Desgraciadamente no siempre podemos elegir el momento adecuado para abordar la gestión de un conflicto. En la literatura de las fricciones se suele recalcar que saber elegir el instante de su regulación es multiplicar exponencialmente su posible solución. La dificultad estriba en que solemos poner encima de la mesa la disensión justo en el momento en que nos secuestra la irascibilidad. Precisamente la característica funcional del enfado es la de suministrarnos elevadas cantidades de energía para enfrentarnos a lo que nos segrega de nuestros deseos. Nadie suele pronunciar palabras bondadosas cuando está irritado, enojado, encolerizado, o rabioso, que son los distintos gradientes de la emoción universal de la ira. En un conflicto las experiencias de exclusión se tornan protagonistas porque cuando intuimos que algo obstruye nuestros intereses aparecen los sentimientos de enfado, tristeza, o miedo, y sus distintas tonalidades emocionales. A pesar de la copiosa casuística, yo no conozco ni un solo caso en el que alguien se haya alegrado ante la llegada de un conflicto.

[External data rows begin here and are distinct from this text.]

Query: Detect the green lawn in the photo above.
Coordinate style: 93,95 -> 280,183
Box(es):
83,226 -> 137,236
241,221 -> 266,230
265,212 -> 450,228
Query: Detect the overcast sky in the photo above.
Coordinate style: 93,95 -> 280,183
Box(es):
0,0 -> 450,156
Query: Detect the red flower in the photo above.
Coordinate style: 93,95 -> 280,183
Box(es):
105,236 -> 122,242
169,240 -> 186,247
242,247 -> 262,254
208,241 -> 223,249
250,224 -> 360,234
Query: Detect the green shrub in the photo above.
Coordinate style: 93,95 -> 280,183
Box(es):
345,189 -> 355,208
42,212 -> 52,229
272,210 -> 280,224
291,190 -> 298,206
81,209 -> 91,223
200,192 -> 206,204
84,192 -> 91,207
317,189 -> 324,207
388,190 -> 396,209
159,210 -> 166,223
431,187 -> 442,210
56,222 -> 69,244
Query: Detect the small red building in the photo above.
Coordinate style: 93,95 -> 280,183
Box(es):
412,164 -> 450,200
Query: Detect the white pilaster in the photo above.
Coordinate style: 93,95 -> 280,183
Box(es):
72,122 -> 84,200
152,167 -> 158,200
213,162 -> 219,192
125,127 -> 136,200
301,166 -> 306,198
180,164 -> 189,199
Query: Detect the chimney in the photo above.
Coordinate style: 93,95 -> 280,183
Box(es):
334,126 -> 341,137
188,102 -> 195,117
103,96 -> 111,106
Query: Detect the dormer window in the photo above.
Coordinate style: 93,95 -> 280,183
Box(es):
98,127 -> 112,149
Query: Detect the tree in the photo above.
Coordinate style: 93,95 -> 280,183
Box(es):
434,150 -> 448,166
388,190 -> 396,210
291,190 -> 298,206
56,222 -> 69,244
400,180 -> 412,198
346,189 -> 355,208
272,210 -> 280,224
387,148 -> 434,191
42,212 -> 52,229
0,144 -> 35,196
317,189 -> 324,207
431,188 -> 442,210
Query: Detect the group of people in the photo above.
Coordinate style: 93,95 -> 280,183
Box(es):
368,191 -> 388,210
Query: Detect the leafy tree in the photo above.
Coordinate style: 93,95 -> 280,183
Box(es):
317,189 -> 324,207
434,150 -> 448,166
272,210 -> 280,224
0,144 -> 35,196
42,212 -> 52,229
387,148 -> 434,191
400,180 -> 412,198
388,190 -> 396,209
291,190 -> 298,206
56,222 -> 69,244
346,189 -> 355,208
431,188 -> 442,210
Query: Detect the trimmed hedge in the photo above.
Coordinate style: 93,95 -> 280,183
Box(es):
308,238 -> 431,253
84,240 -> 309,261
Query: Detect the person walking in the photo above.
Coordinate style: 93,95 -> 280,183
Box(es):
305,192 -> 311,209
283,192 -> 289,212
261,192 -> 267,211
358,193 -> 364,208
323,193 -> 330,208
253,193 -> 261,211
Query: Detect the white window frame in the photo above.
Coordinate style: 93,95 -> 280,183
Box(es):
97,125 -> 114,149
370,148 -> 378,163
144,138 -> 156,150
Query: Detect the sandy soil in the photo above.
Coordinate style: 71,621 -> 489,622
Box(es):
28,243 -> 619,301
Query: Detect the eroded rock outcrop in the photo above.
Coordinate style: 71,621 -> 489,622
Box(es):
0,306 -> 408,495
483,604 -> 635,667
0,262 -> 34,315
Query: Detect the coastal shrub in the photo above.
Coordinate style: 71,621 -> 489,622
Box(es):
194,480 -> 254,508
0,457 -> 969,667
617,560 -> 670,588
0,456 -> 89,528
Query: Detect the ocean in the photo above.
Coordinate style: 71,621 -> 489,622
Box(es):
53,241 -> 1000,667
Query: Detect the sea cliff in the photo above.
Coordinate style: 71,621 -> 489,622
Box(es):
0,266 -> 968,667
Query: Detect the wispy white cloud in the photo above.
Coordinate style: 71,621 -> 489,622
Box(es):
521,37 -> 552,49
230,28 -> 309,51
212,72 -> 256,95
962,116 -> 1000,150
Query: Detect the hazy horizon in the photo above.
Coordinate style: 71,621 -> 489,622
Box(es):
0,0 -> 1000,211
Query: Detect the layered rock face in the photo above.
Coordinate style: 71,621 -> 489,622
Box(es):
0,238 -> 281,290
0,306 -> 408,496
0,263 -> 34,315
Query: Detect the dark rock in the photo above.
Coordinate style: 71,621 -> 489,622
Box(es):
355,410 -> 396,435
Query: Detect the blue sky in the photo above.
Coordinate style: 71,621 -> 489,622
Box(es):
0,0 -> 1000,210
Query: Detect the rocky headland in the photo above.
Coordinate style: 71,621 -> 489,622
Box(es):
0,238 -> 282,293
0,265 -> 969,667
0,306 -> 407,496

La ocurrencia de sentimientos de clausura suele interrumpir la actitud empática, que es la única forma que tenemos de internarnos en un campo semántico compartido, que a su vez es el requisito indispensable para la fabricación de consenso. Hay otro obstáculo mayúsculo. La mayoría de los mediadores certifican que entre el setenta y el ochenta por ciento de los conflictos se deben a una mera cuestión de amor propio, o de orgullo, de los actores protagonistas. En esta acepción el orgullo estriba en la terquedad a cambiar un curso de acción por el hecho de que hacerlo demostraría ante el otro aceptar el demérito de no haber elegido en su momento la mejor opción. No tengo ninguna duda de que quien se conduce así lo hace de una manera torpe. Si nuestro interlocutor nos ofrece una evidencia que mejora la nuestra, decantarse por ella delata inteligencia. Se trataría de una muestra en la que se respetaría el diálogo como empresa cooperativa, se consideraría al otro como nuestro colaborador, y se aceptaría el poder transformador de los argumentos.  Acabo de resumir la tríada rectora para compatibilizar cualquier discrepancia.